I’m fondly re-acquainting myself with Old Town and downtown Bratislava: more and more posh stores and trendy cafes are mixed in among the 18th-century architecture and Communist-era concrete boxes. But they also mask what continues to be a harsh economic transition for many ordinary Slovaks, Hungarians and others across the region.
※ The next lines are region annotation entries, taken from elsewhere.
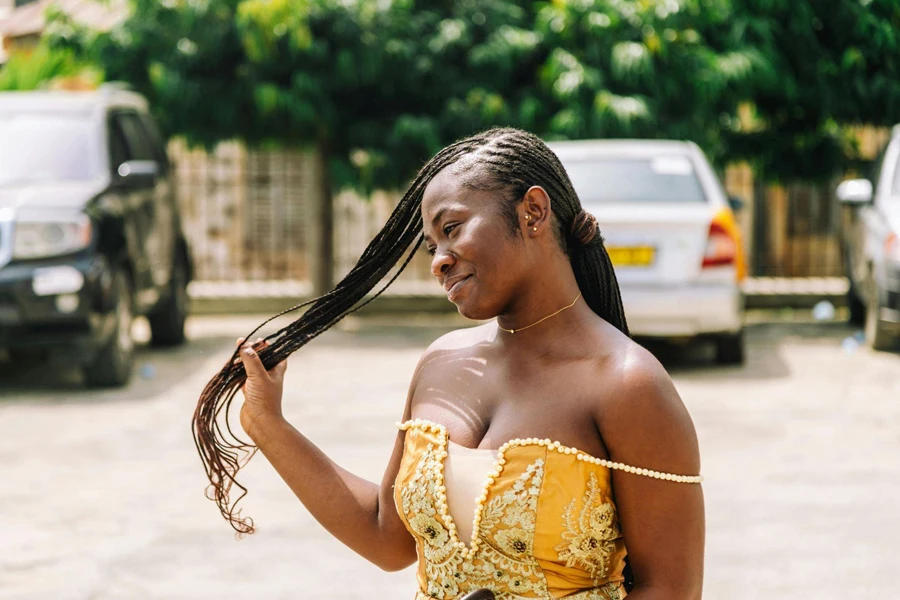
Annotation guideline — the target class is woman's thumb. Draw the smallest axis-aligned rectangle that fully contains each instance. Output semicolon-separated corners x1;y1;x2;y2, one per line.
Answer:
241;344;266;377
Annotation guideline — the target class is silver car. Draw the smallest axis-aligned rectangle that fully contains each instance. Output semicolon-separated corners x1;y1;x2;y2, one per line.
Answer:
837;125;900;350
550;140;745;364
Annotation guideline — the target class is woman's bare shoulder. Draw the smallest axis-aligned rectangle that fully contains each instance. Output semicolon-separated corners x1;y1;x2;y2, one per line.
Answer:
597;340;700;474
422;323;496;358
411;323;495;391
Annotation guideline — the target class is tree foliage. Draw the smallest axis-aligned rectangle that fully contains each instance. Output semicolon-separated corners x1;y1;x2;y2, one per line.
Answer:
44;0;900;189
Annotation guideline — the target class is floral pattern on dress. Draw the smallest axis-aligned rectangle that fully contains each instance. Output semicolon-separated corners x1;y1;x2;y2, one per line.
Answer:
556;473;622;583
397;422;624;600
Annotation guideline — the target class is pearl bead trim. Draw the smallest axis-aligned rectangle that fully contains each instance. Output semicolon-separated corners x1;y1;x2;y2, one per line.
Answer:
397;419;704;486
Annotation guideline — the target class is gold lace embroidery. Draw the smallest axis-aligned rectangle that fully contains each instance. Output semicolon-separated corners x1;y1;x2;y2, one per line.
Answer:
556;473;621;583
400;444;547;600
398;428;622;600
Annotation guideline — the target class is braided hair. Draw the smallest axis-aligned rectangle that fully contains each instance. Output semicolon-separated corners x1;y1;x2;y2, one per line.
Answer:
192;128;628;534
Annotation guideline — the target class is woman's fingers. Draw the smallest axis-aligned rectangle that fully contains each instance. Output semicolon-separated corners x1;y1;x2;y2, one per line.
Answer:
240;344;267;377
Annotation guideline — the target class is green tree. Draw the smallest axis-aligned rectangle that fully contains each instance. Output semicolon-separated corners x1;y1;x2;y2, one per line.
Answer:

I loved Hong Kong, but Bratislava is a city about as unlike Hong Kong as it gets. Bratislava is home to a mere half million; Hong Kong is 14 times that size, at 7 million. In Blava, my boyz can scooter their way around the inner city with barely a pedestrian collision. In HK, some sidewalks grow so crowded, you can barely hold onto your child’s hand. Here, only the occasional siren or power-drill ruptures the tranquility. There, the streets were so frenetic and noise pollution so great, our infant daughter reflexively began screeching as we approached busier boulevards.

Bratislava’s cobblestone paths and paved sidewalks are now slick with snow and ice. While several cafes and restaurants have shuttered since last summer, several others have renovated, with several newcomers opening up. So many are now laptop-friendly; over the past three years, I’ve certainly done my part, every day, to promote this 21st-century lifestyle.

Other things haven’t changed. The typical Slovak waiter or waitress stares at you stone-faced, asking in Slovak what you want. But the off-putting expression quickly melts into a smile upon hearing you utter a few words in their mother tongue. After all, from a country of five million, only four million are ethnic Slovak.

Like the Cantonese-speaking Chinese, who are taken aback that any gwailo – or “ghost man” – would ever try to decipher their language, Slovaks seem surprised that any foreigner would even choose to live here: one of the European Union’s smallest capitals, overlooked because of neighboring Vienna, Prague and Budapest. To then flatter them with a stab at their language, well, that’s much appreciated by the natives. Just as it was when I left, not a day goes by that I don’t elicit a smile or two through my tortured Slovak.